First, let’s talk about your electric bill. 

Here is my latest one from CMP.

Two important lines are “CMP Delivery” and “Non-CMP Supplier Standard Offer.”

Despite this labeling, many people don’t realize that CMP does not sell electricity—it only delivers it. They are allowed to charge “CMP Delivery” for that service. 

Suppose you are one of the 90% of customers that are supplied by the “Standard Offer.” In that case, the other line on your bill is the cost of electricity bought by the Maine Public Utility Commission from the New England wholesale market. They buy it once a year, usually in November, which fixes the following year’s price.

Over half of that wholesale market comes from power plants burning natural gas, which has a significant influence.

In fact, if you track the ups and downs of gas prices with electricity prices over the last 6 years, they match.

Now, let’s put all the pieces together and look at the total bill. The red parts of the bar are CMP costs. Green is the Standard Offer Supply, and blue is a charge from the regional grid to get electricity into Maine. We’ll talk about the orange bars, which are the costs of solar in in 2022, 2023, 2024 and 2025, later.

So what can we do about this? It’s easy to see that supply is the real culprit since 2021, going up 57% since 2021 and delivery going up 44%. In 2025, these two costs are 75% of your bill.

The best way to reduce supply cost is to use less power generated from natural gas. Every new kilowatt hour from cheaper sources like solar or imported power from Quebec replaces a kilowatt hour produced from natural gas. Without these new sources replacing gas, our bills would be much higher. 

The next biggest change is the red bar, the cost of delivering power. The more we make the operation of that grid more efficient, the lower this cost will become.

Now, to the myth- and it is a myth – that new solar panels in Maine are increasing electric bills.

New solar projects are indeed paid extra, and those costs are built into your bill. For CMP residential customers, these costs are the little orange slice in the bars in the chart above, not quite 7% this year. 

But your bill doesn’t tell you about the benefits of solar that keep costs down. 

First, solar energy removes expensive natural gas, which, as we saw, directly affects the standard offer price. The regional grid operator just illustrated the role of just rooftop solar in a recent article about a day in April. This situation occurs every day, in varying degrees.

All of the light yellow, yelllow, purple and blue portion of the day is power from renewables that would have otherwise been provied by natural gas.
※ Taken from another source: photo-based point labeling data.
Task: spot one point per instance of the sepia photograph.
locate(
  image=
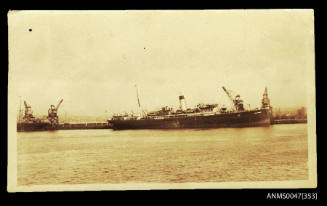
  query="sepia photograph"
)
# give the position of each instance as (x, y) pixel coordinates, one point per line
(161, 99)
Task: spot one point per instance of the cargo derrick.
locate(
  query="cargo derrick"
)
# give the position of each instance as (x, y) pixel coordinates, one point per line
(237, 101)
(265, 100)
(53, 114)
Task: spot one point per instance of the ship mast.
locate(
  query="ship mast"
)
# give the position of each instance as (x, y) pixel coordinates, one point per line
(138, 99)
(238, 103)
(20, 109)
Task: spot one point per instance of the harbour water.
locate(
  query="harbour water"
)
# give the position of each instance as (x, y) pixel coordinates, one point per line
(278, 152)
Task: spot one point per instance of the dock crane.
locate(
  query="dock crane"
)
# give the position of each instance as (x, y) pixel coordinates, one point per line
(53, 114)
(28, 116)
(237, 102)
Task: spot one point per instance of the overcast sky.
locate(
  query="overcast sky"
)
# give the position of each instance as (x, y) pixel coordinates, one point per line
(93, 59)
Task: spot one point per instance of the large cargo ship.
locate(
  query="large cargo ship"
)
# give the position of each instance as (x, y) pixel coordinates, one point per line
(202, 116)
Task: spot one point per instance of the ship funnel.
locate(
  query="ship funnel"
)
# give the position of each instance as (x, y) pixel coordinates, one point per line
(182, 103)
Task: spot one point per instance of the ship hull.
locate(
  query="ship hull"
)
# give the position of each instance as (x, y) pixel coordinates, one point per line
(42, 126)
(252, 118)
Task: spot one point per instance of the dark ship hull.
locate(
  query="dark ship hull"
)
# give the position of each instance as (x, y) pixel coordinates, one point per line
(251, 118)
(39, 126)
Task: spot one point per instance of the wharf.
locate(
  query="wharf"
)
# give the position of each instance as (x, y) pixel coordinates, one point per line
(288, 121)
(72, 126)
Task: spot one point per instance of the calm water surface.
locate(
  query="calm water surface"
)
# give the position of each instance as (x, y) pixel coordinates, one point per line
(278, 152)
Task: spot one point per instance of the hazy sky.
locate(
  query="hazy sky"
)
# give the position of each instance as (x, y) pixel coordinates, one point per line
(93, 59)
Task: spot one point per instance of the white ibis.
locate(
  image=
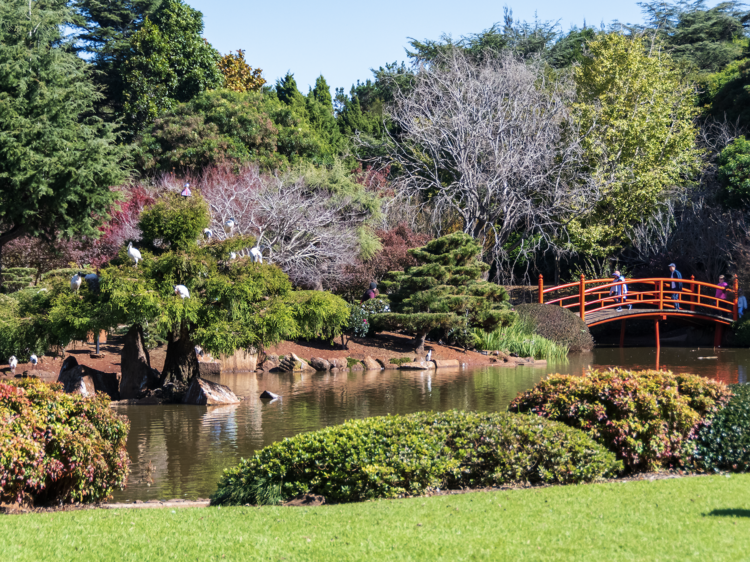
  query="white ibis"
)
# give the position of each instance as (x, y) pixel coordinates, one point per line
(181, 291)
(75, 282)
(134, 254)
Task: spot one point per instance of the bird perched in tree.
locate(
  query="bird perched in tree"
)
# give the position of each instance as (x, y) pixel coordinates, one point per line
(92, 280)
(181, 291)
(75, 281)
(134, 254)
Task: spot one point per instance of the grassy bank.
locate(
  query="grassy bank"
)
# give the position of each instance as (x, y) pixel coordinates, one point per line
(705, 518)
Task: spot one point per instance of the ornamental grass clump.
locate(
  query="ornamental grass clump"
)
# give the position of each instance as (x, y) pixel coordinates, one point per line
(398, 456)
(648, 418)
(57, 447)
(725, 443)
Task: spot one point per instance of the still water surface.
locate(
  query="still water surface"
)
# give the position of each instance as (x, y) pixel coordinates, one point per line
(180, 451)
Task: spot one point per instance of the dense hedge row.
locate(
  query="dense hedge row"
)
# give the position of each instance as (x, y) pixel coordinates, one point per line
(649, 418)
(57, 447)
(557, 324)
(392, 456)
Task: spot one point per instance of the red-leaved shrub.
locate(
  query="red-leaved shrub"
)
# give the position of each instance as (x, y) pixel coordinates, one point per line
(57, 447)
(648, 418)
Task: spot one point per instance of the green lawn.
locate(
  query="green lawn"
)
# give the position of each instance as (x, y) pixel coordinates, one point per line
(705, 518)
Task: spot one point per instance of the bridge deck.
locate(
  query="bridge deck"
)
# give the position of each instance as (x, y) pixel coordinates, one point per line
(596, 317)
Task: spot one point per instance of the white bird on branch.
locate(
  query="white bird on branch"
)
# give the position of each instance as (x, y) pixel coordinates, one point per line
(75, 281)
(134, 254)
(181, 291)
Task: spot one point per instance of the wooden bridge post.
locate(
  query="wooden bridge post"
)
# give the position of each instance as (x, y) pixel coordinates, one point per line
(582, 297)
(694, 290)
(541, 289)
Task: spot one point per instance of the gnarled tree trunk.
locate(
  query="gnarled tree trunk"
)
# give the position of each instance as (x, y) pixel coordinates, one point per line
(181, 363)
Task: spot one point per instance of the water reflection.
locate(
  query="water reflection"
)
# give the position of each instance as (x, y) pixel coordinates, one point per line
(180, 451)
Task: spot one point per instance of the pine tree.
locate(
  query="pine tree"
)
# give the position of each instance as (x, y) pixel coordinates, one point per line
(57, 163)
(445, 292)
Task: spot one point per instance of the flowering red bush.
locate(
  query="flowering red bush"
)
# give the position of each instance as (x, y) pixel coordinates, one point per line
(57, 447)
(648, 418)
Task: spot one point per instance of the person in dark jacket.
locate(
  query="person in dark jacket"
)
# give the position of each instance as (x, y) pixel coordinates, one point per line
(675, 284)
(370, 293)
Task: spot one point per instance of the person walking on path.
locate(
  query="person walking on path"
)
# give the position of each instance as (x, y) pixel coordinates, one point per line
(722, 293)
(676, 285)
(370, 293)
(620, 291)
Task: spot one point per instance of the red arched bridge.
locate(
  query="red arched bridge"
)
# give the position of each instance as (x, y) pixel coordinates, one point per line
(598, 301)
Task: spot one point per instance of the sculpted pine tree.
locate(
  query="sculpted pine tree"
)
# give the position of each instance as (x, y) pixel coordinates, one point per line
(445, 292)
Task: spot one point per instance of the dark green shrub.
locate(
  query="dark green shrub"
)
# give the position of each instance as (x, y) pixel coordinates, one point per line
(57, 447)
(557, 324)
(725, 443)
(648, 418)
(395, 456)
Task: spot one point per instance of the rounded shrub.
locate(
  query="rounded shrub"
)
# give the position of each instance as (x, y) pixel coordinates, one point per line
(648, 418)
(57, 447)
(396, 456)
(557, 324)
(725, 443)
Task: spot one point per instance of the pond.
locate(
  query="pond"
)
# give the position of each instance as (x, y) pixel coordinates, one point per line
(180, 451)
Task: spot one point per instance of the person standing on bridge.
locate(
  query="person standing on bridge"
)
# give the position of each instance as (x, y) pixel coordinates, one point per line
(620, 291)
(677, 285)
(722, 293)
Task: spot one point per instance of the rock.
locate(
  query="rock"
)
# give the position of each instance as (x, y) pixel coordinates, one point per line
(320, 364)
(293, 363)
(418, 366)
(446, 363)
(370, 364)
(305, 500)
(209, 369)
(137, 374)
(339, 363)
(206, 393)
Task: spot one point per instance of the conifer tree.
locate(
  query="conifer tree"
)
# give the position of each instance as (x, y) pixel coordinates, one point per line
(445, 292)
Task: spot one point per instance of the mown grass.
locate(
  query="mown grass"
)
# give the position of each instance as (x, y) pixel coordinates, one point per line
(702, 518)
(519, 338)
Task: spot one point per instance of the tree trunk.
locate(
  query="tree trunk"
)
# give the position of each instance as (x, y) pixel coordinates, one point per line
(181, 363)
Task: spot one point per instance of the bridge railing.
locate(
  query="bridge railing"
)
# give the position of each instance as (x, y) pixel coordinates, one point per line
(595, 295)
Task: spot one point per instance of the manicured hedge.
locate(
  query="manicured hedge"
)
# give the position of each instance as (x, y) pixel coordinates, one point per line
(57, 447)
(557, 324)
(394, 456)
(648, 418)
(725, 444)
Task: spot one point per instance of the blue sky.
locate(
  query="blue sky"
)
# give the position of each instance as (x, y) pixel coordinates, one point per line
(343, 40)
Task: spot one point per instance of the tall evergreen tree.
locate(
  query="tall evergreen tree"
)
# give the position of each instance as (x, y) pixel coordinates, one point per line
(57, 162)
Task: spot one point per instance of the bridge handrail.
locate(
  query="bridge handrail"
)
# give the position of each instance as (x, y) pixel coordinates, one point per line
(661, 287)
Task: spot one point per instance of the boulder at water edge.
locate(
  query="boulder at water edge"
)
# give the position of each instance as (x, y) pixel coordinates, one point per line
(206, 393)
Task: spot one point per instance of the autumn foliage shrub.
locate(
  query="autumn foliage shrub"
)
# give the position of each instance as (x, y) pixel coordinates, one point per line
(648, 418)
(396, 456)
(557, 324)
(57, 447)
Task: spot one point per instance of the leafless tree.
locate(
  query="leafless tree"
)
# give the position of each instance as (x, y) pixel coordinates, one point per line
(311, 234)
(492, 146)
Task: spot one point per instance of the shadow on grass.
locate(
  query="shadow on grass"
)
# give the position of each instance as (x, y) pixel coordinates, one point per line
(730, 513)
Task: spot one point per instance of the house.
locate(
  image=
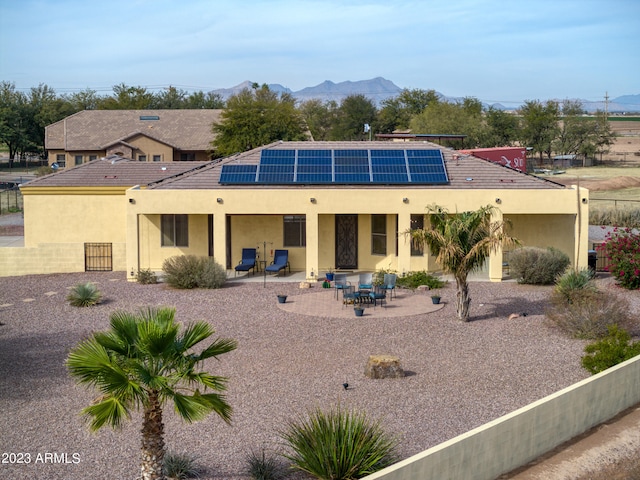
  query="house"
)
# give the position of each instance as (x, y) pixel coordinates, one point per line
(143, 135)
(338, 205)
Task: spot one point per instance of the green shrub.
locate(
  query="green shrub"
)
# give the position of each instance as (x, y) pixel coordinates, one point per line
(573, 282)
(190, 271)
(415, 279)
(261, 466)
(180, 466)
(611, 350)
(84, 295)
(538, 266)
(588, 313)
(338, 445)
(146, 277)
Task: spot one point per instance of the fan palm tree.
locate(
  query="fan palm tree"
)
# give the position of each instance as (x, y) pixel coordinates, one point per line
(461, 243)
(143, 361)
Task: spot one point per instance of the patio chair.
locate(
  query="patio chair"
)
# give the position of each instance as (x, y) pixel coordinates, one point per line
(248, 261)
(340, 282)
(349, 295)
(378, 294)
(280, 262)
(389, 283)
(365, 281)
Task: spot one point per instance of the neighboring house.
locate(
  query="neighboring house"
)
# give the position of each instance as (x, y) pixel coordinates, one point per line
(143, 135)
(338, 205)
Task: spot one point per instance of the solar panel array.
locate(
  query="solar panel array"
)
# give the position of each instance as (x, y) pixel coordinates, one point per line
(343, 167)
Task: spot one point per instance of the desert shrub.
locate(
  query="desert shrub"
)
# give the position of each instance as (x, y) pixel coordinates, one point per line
(146, 277)
(622, 249)
(191, 271)
(84, 295)
(415, 279)
(573, 282)
(629, 217)
(614, 348)
(263, 466)
(338, 444)
(538, 266)
(588, 313)
(179, 466)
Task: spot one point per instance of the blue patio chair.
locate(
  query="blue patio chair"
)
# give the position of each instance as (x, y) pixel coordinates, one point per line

Second, the old-fashioned way to meet new grid demand was to install more poles and wires – and their costs are part of the Delivery portion of your bill. Putting new solar panels near where customers need power avoids some of that expense.
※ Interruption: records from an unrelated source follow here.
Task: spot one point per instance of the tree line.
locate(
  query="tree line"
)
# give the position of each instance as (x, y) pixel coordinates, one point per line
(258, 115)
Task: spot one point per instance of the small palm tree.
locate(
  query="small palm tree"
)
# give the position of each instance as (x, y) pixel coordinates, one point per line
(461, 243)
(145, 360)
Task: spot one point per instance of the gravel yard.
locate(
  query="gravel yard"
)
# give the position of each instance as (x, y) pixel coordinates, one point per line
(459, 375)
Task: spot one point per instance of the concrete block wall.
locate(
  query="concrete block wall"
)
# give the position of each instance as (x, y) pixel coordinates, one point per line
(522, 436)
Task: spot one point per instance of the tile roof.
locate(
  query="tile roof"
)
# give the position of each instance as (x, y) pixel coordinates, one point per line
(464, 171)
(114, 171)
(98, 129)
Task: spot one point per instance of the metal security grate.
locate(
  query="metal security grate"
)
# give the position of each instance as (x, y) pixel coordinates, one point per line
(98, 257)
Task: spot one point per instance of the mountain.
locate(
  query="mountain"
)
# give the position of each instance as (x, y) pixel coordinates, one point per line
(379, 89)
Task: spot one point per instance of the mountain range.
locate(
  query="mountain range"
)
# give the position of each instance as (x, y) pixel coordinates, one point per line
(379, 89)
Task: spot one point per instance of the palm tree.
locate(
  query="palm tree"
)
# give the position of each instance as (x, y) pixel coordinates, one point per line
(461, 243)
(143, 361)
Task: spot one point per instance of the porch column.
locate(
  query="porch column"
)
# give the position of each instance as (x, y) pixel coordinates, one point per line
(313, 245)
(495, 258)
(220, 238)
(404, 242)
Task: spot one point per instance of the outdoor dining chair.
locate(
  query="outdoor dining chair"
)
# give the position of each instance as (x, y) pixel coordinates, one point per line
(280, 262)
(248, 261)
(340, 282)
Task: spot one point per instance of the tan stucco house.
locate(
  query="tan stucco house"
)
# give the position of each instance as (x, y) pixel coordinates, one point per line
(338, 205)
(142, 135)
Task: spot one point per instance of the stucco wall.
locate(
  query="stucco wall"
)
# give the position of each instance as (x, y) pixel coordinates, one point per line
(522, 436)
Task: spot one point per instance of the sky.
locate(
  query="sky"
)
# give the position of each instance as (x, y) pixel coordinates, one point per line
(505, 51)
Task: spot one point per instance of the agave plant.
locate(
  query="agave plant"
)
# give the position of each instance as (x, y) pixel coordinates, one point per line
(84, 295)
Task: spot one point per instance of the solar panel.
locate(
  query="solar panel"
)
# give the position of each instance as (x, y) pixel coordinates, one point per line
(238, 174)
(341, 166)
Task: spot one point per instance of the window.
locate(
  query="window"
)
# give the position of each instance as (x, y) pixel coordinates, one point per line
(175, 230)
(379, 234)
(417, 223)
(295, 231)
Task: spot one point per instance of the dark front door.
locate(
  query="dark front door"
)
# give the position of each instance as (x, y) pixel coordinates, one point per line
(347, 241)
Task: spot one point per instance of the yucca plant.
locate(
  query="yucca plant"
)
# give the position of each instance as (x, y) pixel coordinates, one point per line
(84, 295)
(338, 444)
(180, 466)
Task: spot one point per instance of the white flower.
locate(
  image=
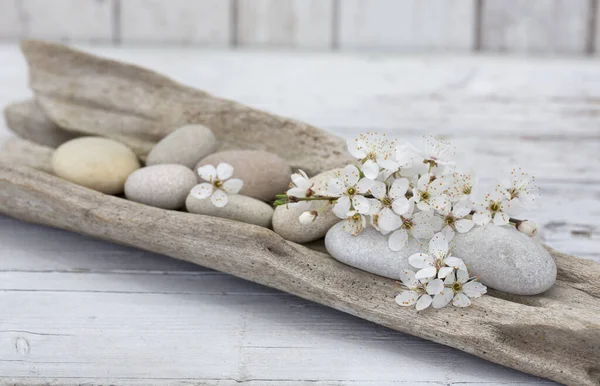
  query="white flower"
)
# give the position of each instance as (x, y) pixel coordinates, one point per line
(520, 188)
(375, 151)
(527, 227)
(493, 206)
(349, 187)
(429, 194)
(391, 204)
(354, 223)
(438, 262)
(422, 225)
(308, 217)
(459, 289)
(455, 222)
(219, 184)
(417, 292)
(301, 186)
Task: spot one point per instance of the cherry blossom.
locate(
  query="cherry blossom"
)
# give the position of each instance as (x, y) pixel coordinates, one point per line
(219, 184)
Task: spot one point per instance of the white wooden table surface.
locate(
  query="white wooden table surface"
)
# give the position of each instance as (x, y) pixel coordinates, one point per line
(76, 310)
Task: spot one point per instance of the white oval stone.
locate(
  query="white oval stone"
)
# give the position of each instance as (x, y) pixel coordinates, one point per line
(163, 186)
(185, 146)
(503, 258)
(97, 163)
(239, 208)
(285, 218)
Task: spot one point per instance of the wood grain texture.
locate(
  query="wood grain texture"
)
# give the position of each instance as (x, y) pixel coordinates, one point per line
(407, 25)
(65, 20)
(532, 334)
(548, 27)
(285, 23)
(187, 22)
(144, 107)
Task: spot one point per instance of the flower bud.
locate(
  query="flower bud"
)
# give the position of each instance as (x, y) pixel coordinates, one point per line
(527, 227)
(308, 217)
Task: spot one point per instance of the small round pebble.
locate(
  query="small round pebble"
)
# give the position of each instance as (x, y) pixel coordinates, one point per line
(185, 146)
(264, 174)
(97, 163)
(163, 186)
(285, 217)
(238, 208)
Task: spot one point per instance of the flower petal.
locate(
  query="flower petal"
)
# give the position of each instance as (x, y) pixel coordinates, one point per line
(378, 189)
(360, 204)
(219, 198)
(407, 277)
(461, 300)
(202, 191)
(370, 169)
(440, 300)
(438, 246)
(224, 171)
(342, 207)
(464, 225)
(481, 218)
(435, 287)
(398, 240)
(400, 205)
(423, 302)
(426, 273)
(407, 298)
(350, 175)
(501, 219)
(445, 271)
(455, 263)
(388, 220)
(421, 260)
(399, 188)
(234, 185)
(207, 173)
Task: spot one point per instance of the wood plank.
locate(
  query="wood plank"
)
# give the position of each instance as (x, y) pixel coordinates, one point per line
(548, 27)
(207, 334)
(10, 20)
(285, 23)
(66, 20)
(189, 22)
(407, 25)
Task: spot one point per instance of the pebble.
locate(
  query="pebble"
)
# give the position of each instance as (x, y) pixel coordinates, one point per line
(163, 186)
(264, 174)
(285, 218)
(239, 208)
(185, 146)
(97, 163)
(502, 257)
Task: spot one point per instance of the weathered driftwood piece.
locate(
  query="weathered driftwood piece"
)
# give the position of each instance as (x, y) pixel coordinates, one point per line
(555, 335)
(17, 151)
(28, 121)
(87, 94)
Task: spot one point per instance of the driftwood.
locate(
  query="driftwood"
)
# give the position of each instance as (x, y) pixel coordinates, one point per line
(555, 335)
(86, 94)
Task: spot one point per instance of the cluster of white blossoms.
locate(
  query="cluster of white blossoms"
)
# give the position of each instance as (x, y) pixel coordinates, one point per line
(404, 192)
(218, 184)
(441, 279)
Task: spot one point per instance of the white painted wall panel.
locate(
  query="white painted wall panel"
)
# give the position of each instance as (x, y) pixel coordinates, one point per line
(541, 26)
(10, 23)
(66, 20)
(202, 22)
(288, 23)
(407, 25)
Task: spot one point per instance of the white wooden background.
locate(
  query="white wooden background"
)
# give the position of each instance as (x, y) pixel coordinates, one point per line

Then there’s the environmental benefits. In addition to keeping costs low, solar energy reduces our reliance on fossil fuels, lowers pollution, and helps us meet our climate goals.

This is not to day NEB costs are not important- they are – but we should be focusing on other parts of the bill first.

There are two issues with Net Energy Billing that merit discussion – how those costs are allocated to customers – and future growth in these costs.

For the last few years the PUC has implemented different methods to allocate those costs to arious custgomer groups. Those allocations were particuallry inquitable for large customers. In July 2025 the PUC revised its allocation formula to mitigate this problem.

On cost growth- legislation was just passed, effective in September, that caps growth in NEB costs and ends the incentives that were part of the current program. New solar installations will compete entirely on competitive costs.